Motorschaden droht: Bei ungewöhnlichen Geräuschen sofort in die Werkstatt
Motorprobleme sind auch hör- und spürbar. Wenn ungewöhnliche Geräusche aus dem Motorraum kommen, sind das Anzeichen für einen bestehenden oder bevorstehenden Motorschaden. Daher sollte ein Fachmann so schnell wie möglich das Fahrzeug und den Motor überprüfen. Das Gleiche gilt, wenn die Motorleistung bei Steigungen oder zusätzlicher Belastung nachlässt. Auch regelmäßige Fehlzündungen können darauf hinweisen, dass es ein Problem mit dem Motor gibt.
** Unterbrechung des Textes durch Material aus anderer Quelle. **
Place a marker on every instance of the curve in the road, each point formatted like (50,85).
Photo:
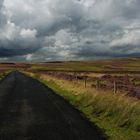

Besondere Vorsicht ist geboten, wenn Rauch oder Qualm auftreten. Wenn blauer Rauch aus dem Auspuff kommt, während der Motor überdreht, ist dies ein Hinweis darauf, dass Öl ungehindert in den Motorraum gelangt. Der Motor kann sich dann im wahrsten Sinne des Wortes selbst zerstören. Im schlimmsten Fall kann sogar das Auto in Brand geraten. Nicht weniger beunruhigend ist Qualm aus dem Motorraum. Ein Motorschaden wird dann immer wahrscheinlicher.